[Fwd: Re: STMML units and date/time values]
Peter Murray-Rust
pm286 at cam.ac.uk
Fri Oct 25 08:22:53 PDT 2002
At 09:43 24/10/2002 -0800, Matt Jones wrote:
>Peter,
>
>We're continuing our discussion of date-time values wrt STMML on
>eml-dev at ecoinformatics.org. Here's the latest message from the thread if
>you'd be interested in commenting. Its kind of long, but captures some of
>my thoughts in a bit more detail. The other messages from the thread can
>be seen in the archive for eml-dev:
Thanks,
I have been working hard on units and have found the eml-unitDictionary
very valuable. (I think I discovered one or two typos in the values?). I
will return it to yourselves shortly.
>I've been thinking about this date-time stuff because it really isn't very
>obvious or consistent as we have it now in EML/STMML. Thinking about it
>has clarified a few things about "dataType" for me, and muddied the waters
>elsewhere. My previous email was only partly exposing my thoughts on the
>matter as I was trying to get info from the STMML folks about how they
>handle it. In my mind, they don't yet deal with it properly.
I am sure this is true in some cases! The experience of processing your
dictionary has highlighted some fuzzy areas in the original STMML
publication. It is a good time for us to correct errors.
> So, here's a a bit of rambling to set the stage for a discussion of
> dates and times in eml. You'll find I disagree with one of the points
> that you made in your email, namely that datetimes don't have units.
>
>First, we need to think carefully about what a unit is in relationship to
>the quantity being measured.
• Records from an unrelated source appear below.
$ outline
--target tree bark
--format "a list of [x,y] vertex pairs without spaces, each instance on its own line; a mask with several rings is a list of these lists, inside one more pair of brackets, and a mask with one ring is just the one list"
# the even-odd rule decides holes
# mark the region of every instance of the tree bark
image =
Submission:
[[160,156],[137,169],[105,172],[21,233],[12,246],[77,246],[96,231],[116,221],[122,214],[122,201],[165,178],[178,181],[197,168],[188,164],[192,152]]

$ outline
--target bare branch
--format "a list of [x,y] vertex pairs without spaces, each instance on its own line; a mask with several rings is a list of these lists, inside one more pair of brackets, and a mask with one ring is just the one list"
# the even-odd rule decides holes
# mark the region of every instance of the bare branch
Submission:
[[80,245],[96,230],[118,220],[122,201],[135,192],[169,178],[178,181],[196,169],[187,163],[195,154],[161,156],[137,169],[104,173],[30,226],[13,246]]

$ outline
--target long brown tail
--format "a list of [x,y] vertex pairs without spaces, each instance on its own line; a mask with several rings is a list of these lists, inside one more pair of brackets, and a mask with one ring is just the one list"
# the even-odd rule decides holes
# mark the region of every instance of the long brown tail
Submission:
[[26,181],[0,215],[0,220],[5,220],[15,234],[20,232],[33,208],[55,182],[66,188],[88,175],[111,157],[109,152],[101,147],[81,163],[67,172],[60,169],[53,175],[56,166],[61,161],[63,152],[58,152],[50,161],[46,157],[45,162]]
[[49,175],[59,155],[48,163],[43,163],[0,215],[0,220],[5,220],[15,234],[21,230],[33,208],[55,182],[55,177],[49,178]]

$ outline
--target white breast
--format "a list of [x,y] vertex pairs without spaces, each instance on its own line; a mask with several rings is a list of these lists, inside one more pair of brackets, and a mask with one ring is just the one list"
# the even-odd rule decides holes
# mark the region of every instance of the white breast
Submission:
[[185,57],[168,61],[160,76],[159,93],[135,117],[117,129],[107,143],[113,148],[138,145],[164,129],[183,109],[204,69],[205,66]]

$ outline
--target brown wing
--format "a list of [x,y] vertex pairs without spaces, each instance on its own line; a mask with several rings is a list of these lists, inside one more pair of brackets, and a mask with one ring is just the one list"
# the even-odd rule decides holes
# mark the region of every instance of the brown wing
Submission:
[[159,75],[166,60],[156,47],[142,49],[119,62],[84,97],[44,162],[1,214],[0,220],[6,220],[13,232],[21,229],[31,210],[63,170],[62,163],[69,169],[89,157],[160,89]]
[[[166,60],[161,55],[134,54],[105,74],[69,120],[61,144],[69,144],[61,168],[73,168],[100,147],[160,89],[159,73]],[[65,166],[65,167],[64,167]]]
From the NIST SI Units page
>(http://physics.nist.gov/cuu/Units/introduction.html), we have three
>definitions:
I am also using this as a "bible" and rewriting in places.
>1) "A *quantity in the particular sense* is a quantifiable or assignable
>property ascribed to a particular phenomenon, body, or substance. Examples
>are the mass of the moon and the electric charge of the proton."
>
>2) "A *unit* is a particular physical quantity, defined and adopted by
>convention, with which other particular quantities of the same kind are
>compared to express their value."
>
>3) "The *value of a physical quantity* is the quantitative expression of a
>particular physical quantity as the product of a number and a unit, the
>number being its numerical value. Thus, the numerical value of a
>particular physical quantity depends on the unit in which it is expressed."
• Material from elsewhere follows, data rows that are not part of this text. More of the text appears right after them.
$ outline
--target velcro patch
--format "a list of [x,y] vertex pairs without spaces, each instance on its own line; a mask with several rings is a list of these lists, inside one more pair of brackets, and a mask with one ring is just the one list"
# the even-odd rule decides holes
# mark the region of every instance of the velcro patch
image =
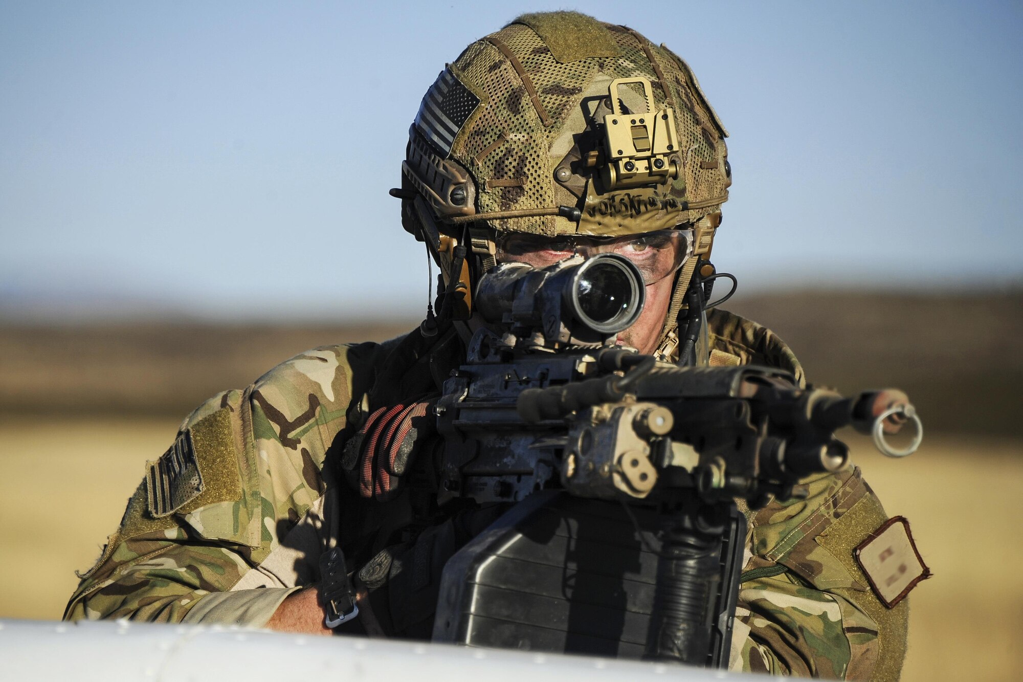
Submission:
[[902,601],[917,583],[931,577],[904,516],[885,521],[856,547],[853,556],[874,593],[888,608]]
[[173,514],[198,497],[205,486],[191,431],[186,429],[159,460],[149,463],[145,487],[149,514],[155,518]]
[[415,128],[442,158],[451,154],[454,138],[480,105],[480,98],[450,69],[445,69],[427,90],[415,116]]

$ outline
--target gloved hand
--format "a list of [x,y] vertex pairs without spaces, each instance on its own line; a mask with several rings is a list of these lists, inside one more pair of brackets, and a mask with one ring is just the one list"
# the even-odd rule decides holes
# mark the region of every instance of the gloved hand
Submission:
[[379,408],[345,443],[342,469],[359,495],[385,502],[395,496],[417,446],[435,432],[434,400]]

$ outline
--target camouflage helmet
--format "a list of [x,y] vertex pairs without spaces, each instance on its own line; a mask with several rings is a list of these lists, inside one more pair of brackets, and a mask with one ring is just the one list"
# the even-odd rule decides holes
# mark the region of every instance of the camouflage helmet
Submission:
[[403,224],[441,247],[445,270],[457,242],[492,266],[502,232],[684,224],[707,254],[731,182],[725,136],[667,47],[578,12],[524,14],[465,48],[422,98],[402,164]]

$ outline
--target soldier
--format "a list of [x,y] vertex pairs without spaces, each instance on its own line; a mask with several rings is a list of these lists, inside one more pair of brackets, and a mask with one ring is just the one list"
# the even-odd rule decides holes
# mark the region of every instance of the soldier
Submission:
[[[628,150],[609,147],[608,125]],[[448,283],[438,317],[385,343],[311,350],[203,403],[147,466],[64,617],[329,633],[325,614],[344,613],[324,606],[320,559],[341,547],[361,613],[338,629],[429,639],[437,581],[412,590],[400,566],[439,573],[500,510],[438,507],[436,436],[410,407],[463,358],[481,324],[468,294],[496,263],[619,253],[647,285],[619,343],[802,381],[785,343],[728,312],[707,311],[703,334],[679,338],[679,319],[700,326],[685,299],[695,269],[713,271],[731,183],[725,136],[685,62],[626,27],[527,14],[470,45],[424,97],[392,191]],[[404,476],[372,461],[376,439],[396,433],[413,451]],[[887,516],[856,469],[802,486],[804,501],[748,513],[730,667],[896,679],[907,604],[882,604],[852,559]]]

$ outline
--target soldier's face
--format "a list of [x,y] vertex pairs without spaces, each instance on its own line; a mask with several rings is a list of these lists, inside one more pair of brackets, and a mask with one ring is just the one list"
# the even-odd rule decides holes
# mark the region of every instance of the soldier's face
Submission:
[[652,353],[657,349],[671,304],[673,275],[685,260],[691,241],[688,229],[663,229],[616,239],[511,233],[498,240],[496,255],[498,262],[517,261],[533,267],[547,267],[577,255],[588,258],[614,253],[628,258],[647,283],[647,301],[639,318],[618,335],[618,342],[641,353]]
[[652,353],[657,350],[664,317],[668,314],[668,306],[671,304],[674,282],[675,278],[664,278],[647,285],[647,302],[642,306],[639,318],[632,327],[618,335],[619,343],[632,346],[641,353]]

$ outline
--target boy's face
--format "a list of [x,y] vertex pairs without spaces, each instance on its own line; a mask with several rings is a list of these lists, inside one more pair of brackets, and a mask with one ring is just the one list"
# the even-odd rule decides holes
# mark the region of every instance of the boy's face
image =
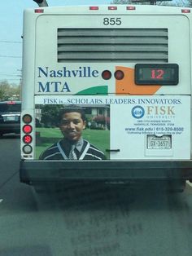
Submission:
[[86,122],[81,118],[80,113],[66,113],[62,117],[60,130],[63,136],[72,142],[77,141],[85,128]]

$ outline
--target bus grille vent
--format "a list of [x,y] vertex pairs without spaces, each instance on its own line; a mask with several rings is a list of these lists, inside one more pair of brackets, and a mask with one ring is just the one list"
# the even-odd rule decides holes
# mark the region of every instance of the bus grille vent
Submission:
[[168,29],[58,29],[58,62],[168,62]]

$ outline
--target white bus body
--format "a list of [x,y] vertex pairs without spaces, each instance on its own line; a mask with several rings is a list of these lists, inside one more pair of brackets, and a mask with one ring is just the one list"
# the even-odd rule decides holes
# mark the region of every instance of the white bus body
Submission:
[[[190,179],[191,11],[142,5],[24,11],[22,117],[32,118],[21,118],[21,181]],[[47,132],[59,132],[42,121],[43,109],[72,104],[89,109],[87,131],[104,117],[94,126],[107,133],[107,160],[38,159],[46,139],[58,136]]]

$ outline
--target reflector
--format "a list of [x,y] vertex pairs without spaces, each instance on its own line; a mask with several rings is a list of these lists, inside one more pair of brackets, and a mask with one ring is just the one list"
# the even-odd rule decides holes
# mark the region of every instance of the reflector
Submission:
[[31,135],[24,135],[23,137],[23,142],[24,143],[27,143],[27,144],[30,143],[32,142],[32,136]]
[[29,124],[31,121],[32,121],[32,117],[28,114],[25,114],[24,115],[23,117],[23,121],[25,123],[25,124]]
[[114,76],[117,80],[121,80],[124,78],[124,73],[121,70],[116,70]]
[[29,126],[29,125],[24,126],[23,131],[25,134],[30,134],[32,132],[32,126]]
[[111,73],[109,70],[104,70],[102,73],[102,77],[105,80],[108,80],[111,77]]
[[25,154],[30,154],[32,152],[32,147],[30,145],[24,145],[23,147],[23,152]]

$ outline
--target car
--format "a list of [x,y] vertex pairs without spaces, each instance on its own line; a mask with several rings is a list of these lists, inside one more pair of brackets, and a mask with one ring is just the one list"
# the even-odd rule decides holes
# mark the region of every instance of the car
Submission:
[[0,136],[20,133],[21,101],[0,102]]

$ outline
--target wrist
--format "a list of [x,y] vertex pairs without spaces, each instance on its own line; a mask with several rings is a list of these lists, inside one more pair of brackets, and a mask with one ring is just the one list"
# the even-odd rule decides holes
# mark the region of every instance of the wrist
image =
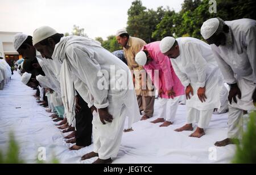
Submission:
[[237,87],[237,83],[234,83],[234,84],[228,84],[228,85],[229,86],[229,87],[230,88],[234,88],[234,87]]

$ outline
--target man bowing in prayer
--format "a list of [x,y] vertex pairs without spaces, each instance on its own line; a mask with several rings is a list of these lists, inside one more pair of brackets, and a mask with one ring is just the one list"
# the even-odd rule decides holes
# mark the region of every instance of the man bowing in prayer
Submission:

I think the STMML use of <unit> adheres to these definitions. It is
arguable that the <unitType> might be better expressed as <kindOfQuantity>
(cf "quantities of the same kind"). It is difficult to know how to treat
chargeOfProton - it is a quantity when observed, but it can also be used as
a unit.
STMML uses <scalar units="foo">1.23</scalar> to represent scalar
quantities. It becomes slightly harder when the object is complex. For
homogeneous axes we can still use single units. We could write:
The car was moving at a speed of <scalar units="kph">100</scalar> with
velocity <array units="kph" size="3" dictRef="velocity">60 80 0</array>
(where the velocity is a vector quantity referred to ...some coordinate
system ...)
[There is nothing above that says the quantity must be a scalar nor that it
must be real. A complex number could have a magnitude on some measurement
scale an a phases angle on another. I can talk of a diffracted Xray as
having a magnitude of 50 electrons and a phase angle of 1.2 radians.
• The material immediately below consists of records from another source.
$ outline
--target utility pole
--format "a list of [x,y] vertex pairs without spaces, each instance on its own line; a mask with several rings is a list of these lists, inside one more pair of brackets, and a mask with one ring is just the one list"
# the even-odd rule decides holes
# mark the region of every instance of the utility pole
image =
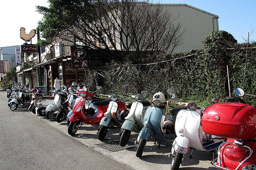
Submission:
[[[40,32],[39,31],[39,30],[37,30],[37,42],[38,42],[38,40],[40,39]],[[40,45],[37,46],[37,49],[38,50],[38,61],[39,64],[41,63],[41,48]],[[41,66],[39,66],[38,69],[37,69],[37,71],[38,71],[38,86],[41,86],[42,85],[42,81],[41,81]]]

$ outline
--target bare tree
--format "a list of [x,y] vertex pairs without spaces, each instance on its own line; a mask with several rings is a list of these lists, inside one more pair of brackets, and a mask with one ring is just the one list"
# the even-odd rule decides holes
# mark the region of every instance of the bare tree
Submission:
[[[181,25],[160,4],[147,0],[50,1],[55,3],[52,10],[38,7],[44,15],[39,28],[46,33],[46,37],[54,36],[70,40],[67,38],[73,36],[93,48],[124,51],[172,52],[182,42]],[[60,9],[55,10],[57,7]],[[52,27],[49,25],[51,16],[62,21],[60,29],[54,23],[54,31],[49,31]]]

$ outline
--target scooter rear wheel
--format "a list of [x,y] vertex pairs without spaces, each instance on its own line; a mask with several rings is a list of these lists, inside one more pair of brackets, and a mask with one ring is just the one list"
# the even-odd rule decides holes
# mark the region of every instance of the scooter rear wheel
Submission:
[[66,111],[65,111],[61,110],[59,111],[57,116],[56,116],[56,121],[58,123],[60,123],[65,119],[66,117]]
[[40,116],[44,117],[46,116],[46,113],[45,113],[45,107],[41,107],[38,108],[37,110],[37,113],[38,113],[38,115]]
[[76,133],[79,128],[79,121],[76,122],[70,122],[68,127],[68,133],[70,135],[74,135]]
[[147,140],[144,139],[141,139],[140,140],[139,145],[138,146],[137,151],[136,151],[136,156],[140,158],[142,156],[144,148],[146,146],[146,144],[147,143]]
[[175,156],[172,157],[171,170],[178,170],[179,169],[183,156],[182,154],[175,152]]
[[54,111],[47,111],[46,112],[46,119],[52,119],[54,116]]
[[108,132],[108,127],[101,125],[98,134],[98,139],[100,140],[102,140],[105,138]]
[[131,131],[128,130],[124,129],[120,137],[119,144],[121,146],[124,146],[126,145],[131,135]]
[[18,108],[18,105],[17,104],[14,103],[11,103],[11,104],[10,105],[10,109],[12,111],[14,111],[15,110],[17,109],[17,108]]

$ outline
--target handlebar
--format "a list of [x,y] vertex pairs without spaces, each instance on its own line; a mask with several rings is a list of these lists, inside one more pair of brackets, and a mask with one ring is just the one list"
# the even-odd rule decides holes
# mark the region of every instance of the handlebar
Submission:
[[105,96],[106,97],[110,97],[111,96],[110,95],[102,95],[102,94],[100,94],[99,95],[99,96]]

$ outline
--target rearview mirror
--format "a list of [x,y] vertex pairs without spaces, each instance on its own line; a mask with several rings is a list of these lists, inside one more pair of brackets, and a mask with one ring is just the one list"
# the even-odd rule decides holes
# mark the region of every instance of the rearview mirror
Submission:
[[125,90],[128,90],[128,88],[129,88],[129,85],[125,85],[124,86],[124,89]]
[[140,94],[142,95],[143,96],[146,96],[147,95],[148,95],[148,92],[146,90],[143,90],[141,92]]
[[99,89],[101,89],[102,88],[102,87],[101,87],[101,86],[97,86],[97,87],[96,87],[96,89],[97,89],[97,90],[99,90]]
[[235,89],[234,91],[234,93],[237,96],[239,96],[240,97],[243,97],[244,95],[244,90],[240,88],[237,88],[236,89]]
[[174,91],[172,89],[169,89],[166,91],[167,93],[172,96],[173,97],[175,97],[175,93],[174,93]]

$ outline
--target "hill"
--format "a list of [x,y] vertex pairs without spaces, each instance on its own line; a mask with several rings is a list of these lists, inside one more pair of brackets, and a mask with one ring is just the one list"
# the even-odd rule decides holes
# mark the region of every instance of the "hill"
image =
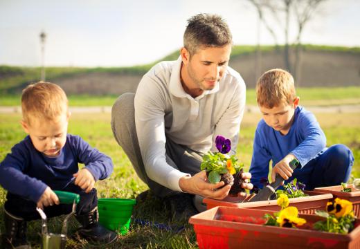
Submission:
[[[261,48],[260,72],[284,68],[282,48]],[[176,59],[175,51],[161,60]],[[294,53],[291,54],[294,59]],[[360,86],[359,48],[307,45],[302,54],[302,70],[298,86]],[[234,46],[229,63],[240,73],[248,88],[255,86],[255,47]],[[68,94],[119,95],[134,92],[142,75],[156,62],[127,68],[47,68],[47,80],[60,85]],[[0,66],[0,94],[17,95],[26,84],[37,82],[39,68]]]

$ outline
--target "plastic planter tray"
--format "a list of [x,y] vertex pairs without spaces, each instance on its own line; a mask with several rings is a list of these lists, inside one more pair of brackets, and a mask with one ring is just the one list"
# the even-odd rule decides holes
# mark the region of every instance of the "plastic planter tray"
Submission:
[[[360,219],[348,234],[312,230],[321,217],[300,214],[301,228],[264,225],[269,211],[216,207],[192,216],[199,248],[360,248]],[[270,212],[271,213],[271,212]]]
[[343,190],[341,185],[316,187],[314,189],[314,191],[319,193],[332,194],[334,198],[340,198],[351,201],[354,214],[360,218],[360,190],[357,190],[350,184],[348,184],[347,187],[350,187],[352,192],[341,192],[341,190]]
[[[300,214],[312,214],[316,210],[325,210],[327,201],[332,199],[332,194],[319,193],[313,191],[304,191],[309,196],[289,199],[290,205],[296,207]],[[223,200],[215,200],[206,198],[204,203],[206,204],[208,210],[217,206],[232,208],[253,208],[261,210],[279,211],[276,200],[247,202],[249,195],[245,197],[227,196]]]

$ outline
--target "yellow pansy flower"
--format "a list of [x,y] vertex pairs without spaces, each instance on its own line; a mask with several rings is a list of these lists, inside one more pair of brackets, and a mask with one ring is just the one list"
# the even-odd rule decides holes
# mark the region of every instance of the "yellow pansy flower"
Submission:
[[336,198],[333,202],[326,204],[326,211],[329,214],[333,214],[336,218],[343,217],[352,213],[352,203],[344,199]]
[[298,209],[296,207],[287,207],[279,213],[276,219],[280,227],[292,228],[293,225],[302,225],[306,223],[306,220],[298,217]]
[[289,197],[285,194],[280,194],[277,201],[278,205],[282,208],[285,208],[289,205]]
[[233,175],[236,173],[236,170],[235,170],[235,168],[231,164],[231,159],[228,159],[226,160],[226,169],[228,169],[228,173],[230,173],[230,174]]

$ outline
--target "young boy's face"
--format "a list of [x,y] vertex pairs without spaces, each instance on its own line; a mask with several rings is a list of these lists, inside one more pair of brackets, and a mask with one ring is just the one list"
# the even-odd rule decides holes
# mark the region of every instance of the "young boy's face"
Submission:
[[33,118],[31,124],[22,121],[25,132],[29,134],[33,145],[44,155],[53,157],[59,155],[66,142],[68,120],[70,114],[62,114],[55,120]]
[[281,102],[279,105],[269,109],[259,107],[266,124],[276,131],[286,135],[290,130],[294,121],[295,109],[298,105],[299,98],[296,98],[293,104]]

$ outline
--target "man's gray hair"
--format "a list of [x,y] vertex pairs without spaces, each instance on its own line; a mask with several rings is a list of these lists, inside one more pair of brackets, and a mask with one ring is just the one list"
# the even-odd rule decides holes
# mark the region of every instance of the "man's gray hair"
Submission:
[[200,47],[222,47],[233,45],[233,37],[222,17],[212,14],[198,14],[188,20],[183,34],[183,46],[190,56]]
Neither is valid without the other. This isn't the current problem but it
shows that some concepts are not easy to represent.]
>Applying these rules to dates, one might talk about a "datetime" quantity
>such as "the amount of time elapsed since the beginning of the Gregorian
>Calendar" (or since 1960 if you're a SAS user :) which might be an
>attribute of a phenomenon such as a measurement event (e.g., when I shoved
>a probe in the ground and pressed the "go" button). Such a quantity might
>have a value measured in seconds.
There is a difference between a point on a measurement scale and the
difference between two points. Thus 0deg C = 273.15 K but kJ/K is the same
as kJ/C
>Now, if we have a datetime value as defined above that represents a
>phenomenon that happened yesterday, that's a lot of seconds. So, it would
>be convenient to use a prefix on seconds, such as, in the SI, gigaseconds
>(Gs), which is 10^9 seconds. There have been about 6.31 Gs since the year
>of our Lord.
>
>Of course, we don't represent seconds in such even quantities as that, and
>instead use things like minutes, hours, days, months, years, centuries,
>millenia, and eons! To complicate things, these traditional time periods
>are not constant through time (e.g., this month contains a different
>number of seconds than last month). Thus, we have a complicated thing we
>called a calendar system that tells us, for any given period, how many
>seconds were or will be contained in that period.
>
>So, theoretically at least, gregorian years and gigaseconds are
>interconvertible by using a calendar.
Agreed. But it is critical to know what the conversion is.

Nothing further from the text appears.